The conversation still continues over in the channel comments of algworld's YouTube channel. I think part of the reason that some people think languages are always learned through translation is because of a misunderstanding of what it means to learn languages without translations. I had a brief talk with my webcam to explain a point about this, and my computer graciously offered to record it for me. So without further ado, I give you that resulting video!

Please let me know if my speech makes sense, if I get my point across or not. Thank you!


  1. I wonder, though - does it make a difference which language you learn the meaning of a target language word in?

    I think it matters more how it was stored. If I learn the meaning of a French word through hearing an explanation of it in French, at some point I'm going to recognize the concept as being similar to something I already know. "Oh, that's X," I'll think. So although the entry method was French, the storage method may still be English.

    I think that the way a new word is stored depends mostly on how well it correlates with ones you already know. Scientific and economic concepts are likely to be very similar in two languages, and in that case mentally storing the target language word along with your native language version is just more economical. On the other end of the spectrum are words and phrases that accompany cultural concepts that just don't exist in your native language. Thinking of these in terms of their translation equivalents can be highly detrimental.

    The one positive I can say about learning words in your target language is that it's increasing your overall input from that language. Assuming that you have an hour's worth of time to spend studying language, you're better off sticking with the target for the entire hour rather than spending 30 minutes of it reading or listening to explanations in your target language. But I can't get on board with the way of thinking that classifies all "translation" as bad.

  2. I don't think that you'll always have to think about the word's translations if you expose yourself to enough real L2. Like, I'm learning Japanese, and I first learned words like ありがとう with an English translation. Now, it seems really odd if I make the comparison. The meaning registers quicker than the English, and in fact, the English never even comes up. The same goes for the handful of words that I learned with a bilingual dictionary. Even so, those words had to be experienced many times in real life in order for this to happen. So, I don't think there was any harm done.

    So, maybe there's more to bridging the gap than you're really letting out. For example, You said it's better to go Meaning > L2 Word > L1 Word, or L2 Word > Meaning > L1 Word if you ever make a connection to your L1 in the first place. As opposed to L2 Word > L1 Word > Meaning. But, for the latter, in my experience, it quickly shifts from L2 Word > Meaning > L1 Word, where it eventually becomes more of a hassle to remember the L1, and so it becomes dropped. In this example, Meaning > L2 Word and L2 Word > Meaning are the same, in that one may represent output (Meaning > L2 Word), and the other, input (L2 Word > Meaning).

    But I mean, either way, I think as long as you're pronouncing and using words and phrases correctly, along with body language and intonation, there's really no difference between you and native user of your L2.
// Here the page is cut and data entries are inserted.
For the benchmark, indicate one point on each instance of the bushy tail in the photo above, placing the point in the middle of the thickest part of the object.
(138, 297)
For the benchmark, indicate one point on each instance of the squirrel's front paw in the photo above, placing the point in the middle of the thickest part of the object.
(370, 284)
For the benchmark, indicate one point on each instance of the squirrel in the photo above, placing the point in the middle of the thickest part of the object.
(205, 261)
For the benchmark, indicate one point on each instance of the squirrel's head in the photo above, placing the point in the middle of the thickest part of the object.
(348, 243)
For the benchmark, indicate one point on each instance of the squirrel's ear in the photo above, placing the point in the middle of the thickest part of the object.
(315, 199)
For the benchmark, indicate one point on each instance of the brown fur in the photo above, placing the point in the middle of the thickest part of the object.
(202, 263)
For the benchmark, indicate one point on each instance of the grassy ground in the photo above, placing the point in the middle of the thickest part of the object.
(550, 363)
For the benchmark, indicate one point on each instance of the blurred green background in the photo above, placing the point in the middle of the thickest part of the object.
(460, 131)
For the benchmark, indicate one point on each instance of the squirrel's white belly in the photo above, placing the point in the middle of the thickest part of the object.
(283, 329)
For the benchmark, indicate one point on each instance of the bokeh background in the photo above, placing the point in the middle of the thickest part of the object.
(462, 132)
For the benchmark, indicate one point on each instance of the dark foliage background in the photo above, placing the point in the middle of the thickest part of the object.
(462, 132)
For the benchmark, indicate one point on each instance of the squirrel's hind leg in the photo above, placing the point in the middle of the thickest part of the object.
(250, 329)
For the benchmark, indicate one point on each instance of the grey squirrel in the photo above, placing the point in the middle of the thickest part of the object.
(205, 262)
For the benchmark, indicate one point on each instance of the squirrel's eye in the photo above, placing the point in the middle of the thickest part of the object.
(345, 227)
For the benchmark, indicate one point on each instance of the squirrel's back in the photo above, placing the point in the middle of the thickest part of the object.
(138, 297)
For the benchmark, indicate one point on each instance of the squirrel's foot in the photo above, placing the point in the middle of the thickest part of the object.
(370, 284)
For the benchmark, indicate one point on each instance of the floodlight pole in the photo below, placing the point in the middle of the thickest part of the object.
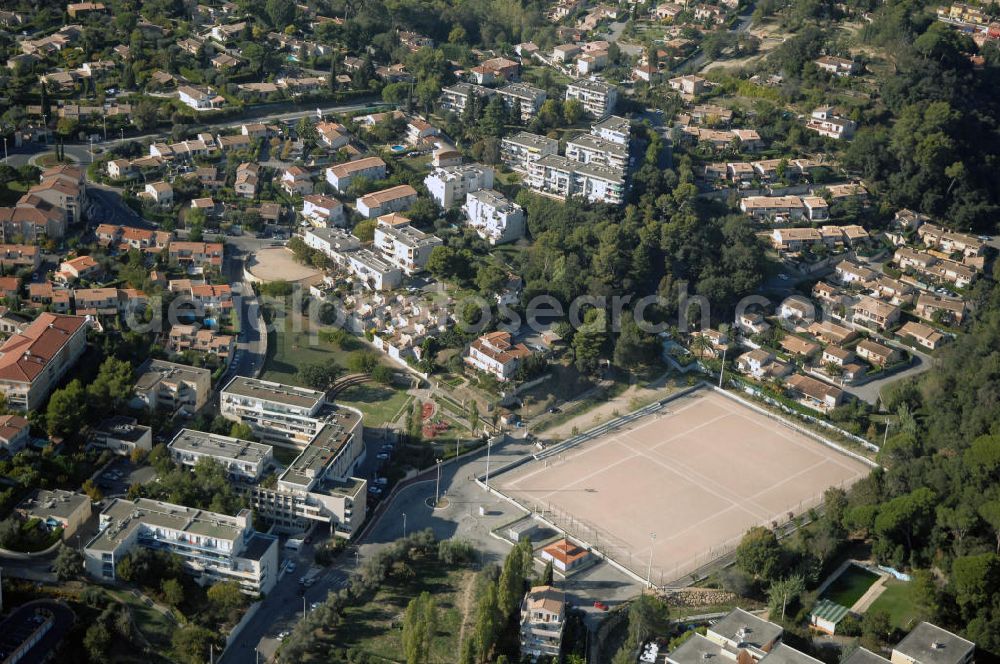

    Ultimately, I don't think it matters how words are learned, some ways are just more effective for the individual than others. Given enough time, input of real L2 will resolve all issues.

  3. @1, Aaron, you are bringing up a different topic than what this post or my video was about. Never did I talk about learning words through an explanation in the target language. Nor did I mention my opinion about whether or not learning through translations is good or bad. That could be a topic for another post.
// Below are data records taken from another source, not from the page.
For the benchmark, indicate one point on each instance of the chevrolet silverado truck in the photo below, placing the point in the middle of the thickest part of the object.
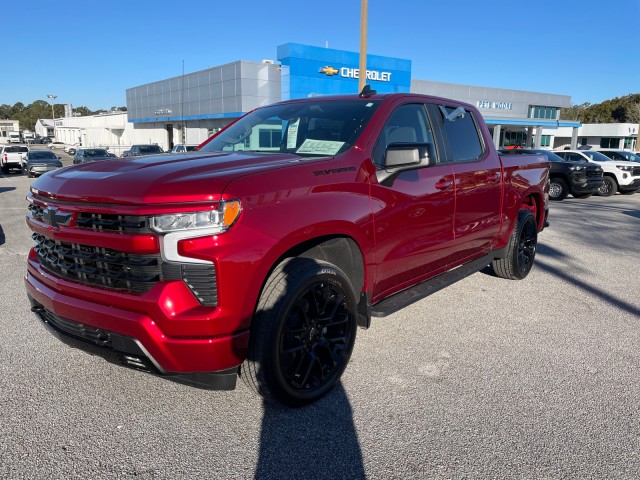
(580, 179)
(260, 253)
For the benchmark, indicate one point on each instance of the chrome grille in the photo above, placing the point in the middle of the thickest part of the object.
(101, 221)
(98, 265)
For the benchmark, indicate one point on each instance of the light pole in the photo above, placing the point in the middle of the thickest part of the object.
(53, 116)
(362, 78)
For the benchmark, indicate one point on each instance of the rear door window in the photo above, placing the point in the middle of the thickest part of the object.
(461, 137)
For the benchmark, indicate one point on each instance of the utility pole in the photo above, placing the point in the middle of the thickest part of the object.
(362, 78)
(53, 115)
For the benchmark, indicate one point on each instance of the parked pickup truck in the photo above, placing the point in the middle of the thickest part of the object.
(12, 157)
(580, 179)
(270, 245)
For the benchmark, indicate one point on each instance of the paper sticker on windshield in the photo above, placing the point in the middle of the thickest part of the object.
(320, 147)
(292, 135)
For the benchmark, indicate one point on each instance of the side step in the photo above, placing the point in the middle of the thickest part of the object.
(418, 292)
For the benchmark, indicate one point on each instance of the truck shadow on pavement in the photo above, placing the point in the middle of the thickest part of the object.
(317, 441)
(565, 274)
(590, 289)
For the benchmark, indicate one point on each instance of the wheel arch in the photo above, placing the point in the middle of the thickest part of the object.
(343, 252)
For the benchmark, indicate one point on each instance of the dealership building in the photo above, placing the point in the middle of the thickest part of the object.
(191, 107)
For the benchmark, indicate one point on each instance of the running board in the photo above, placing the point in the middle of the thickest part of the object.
(418, 292)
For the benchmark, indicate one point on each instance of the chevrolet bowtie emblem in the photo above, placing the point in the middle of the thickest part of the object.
(55, 219)
(329, 71)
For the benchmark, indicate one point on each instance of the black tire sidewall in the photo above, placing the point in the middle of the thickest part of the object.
(613, 188)
(524, 217)
(276, 383)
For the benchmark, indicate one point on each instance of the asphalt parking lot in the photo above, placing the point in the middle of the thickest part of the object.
(488, 378)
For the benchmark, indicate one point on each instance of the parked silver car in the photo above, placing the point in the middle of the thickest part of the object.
(38, 162)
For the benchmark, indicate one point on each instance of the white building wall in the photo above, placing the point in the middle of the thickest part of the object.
(593, 133)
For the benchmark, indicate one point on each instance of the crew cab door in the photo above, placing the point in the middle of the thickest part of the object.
(413, 209)
(478, 179)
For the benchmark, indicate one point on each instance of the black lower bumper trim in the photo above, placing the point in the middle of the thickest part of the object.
(125, 351)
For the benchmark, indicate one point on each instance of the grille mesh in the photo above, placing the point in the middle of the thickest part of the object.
(98, 265)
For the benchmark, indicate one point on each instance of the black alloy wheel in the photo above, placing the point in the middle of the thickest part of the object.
(303, 332)
(521, 250)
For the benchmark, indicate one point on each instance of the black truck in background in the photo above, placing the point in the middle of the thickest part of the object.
(580, 179)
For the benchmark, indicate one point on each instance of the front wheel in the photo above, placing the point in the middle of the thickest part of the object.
(609, 187)
(521, 250)
(303, 332)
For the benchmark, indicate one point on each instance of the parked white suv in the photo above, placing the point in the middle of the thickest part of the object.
(619, 175)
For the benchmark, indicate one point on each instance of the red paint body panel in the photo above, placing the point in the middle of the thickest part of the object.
(425, 221)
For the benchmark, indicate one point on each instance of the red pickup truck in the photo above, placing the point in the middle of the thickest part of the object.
(261, 252)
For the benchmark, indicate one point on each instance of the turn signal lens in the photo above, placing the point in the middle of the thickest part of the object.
(219, 220)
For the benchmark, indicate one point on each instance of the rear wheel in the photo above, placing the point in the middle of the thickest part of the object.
(303, 332)
(521, 250)
(609, 187)
(558, 189)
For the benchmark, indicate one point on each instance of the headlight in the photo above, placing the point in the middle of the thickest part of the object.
(215, 220)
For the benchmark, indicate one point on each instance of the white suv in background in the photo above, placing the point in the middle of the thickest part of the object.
(619, 175)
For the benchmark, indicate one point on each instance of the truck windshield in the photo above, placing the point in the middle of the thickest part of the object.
(311, 128)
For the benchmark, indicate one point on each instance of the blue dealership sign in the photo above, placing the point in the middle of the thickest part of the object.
(309, 71)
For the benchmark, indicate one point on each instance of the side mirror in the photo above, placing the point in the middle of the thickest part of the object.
(400, 157)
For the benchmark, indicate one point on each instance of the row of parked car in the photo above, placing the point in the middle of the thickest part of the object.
(580, 173)
(583, 173)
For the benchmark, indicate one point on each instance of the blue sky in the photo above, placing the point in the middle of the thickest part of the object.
(89, 52)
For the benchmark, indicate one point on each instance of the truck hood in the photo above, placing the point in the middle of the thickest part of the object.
(154, 179)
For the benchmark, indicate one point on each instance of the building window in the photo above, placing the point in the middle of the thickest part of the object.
(628, 143)
(270, 138)
(547, 113)
(609, 142)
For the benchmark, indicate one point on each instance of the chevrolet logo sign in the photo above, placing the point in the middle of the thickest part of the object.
(329, 71)
(55, 219)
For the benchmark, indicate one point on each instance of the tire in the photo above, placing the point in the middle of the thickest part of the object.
(302, 334)
(558, 189)
(608, 188)
(521, 250)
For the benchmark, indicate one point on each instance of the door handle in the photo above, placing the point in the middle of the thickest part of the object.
(444, 184)
(493, 176)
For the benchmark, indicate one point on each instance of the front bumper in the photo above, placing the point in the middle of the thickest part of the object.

    @2, I didn't say which is better when needing to translate. And I did not mention making a chain reference of word to meaning to word, or any such complicated process. Next time, I will try to better explain the issue I was addressing. The other things you talk about are off-topic for this post since I never mentioned them. They would, however, make good topics for future posts.

    Thank you all for commenting.

  4. I agree with you Keith.
    It's kind of:
    "Don't use words to find out the meaning of sentences. Use sentences to find out the meaning of words."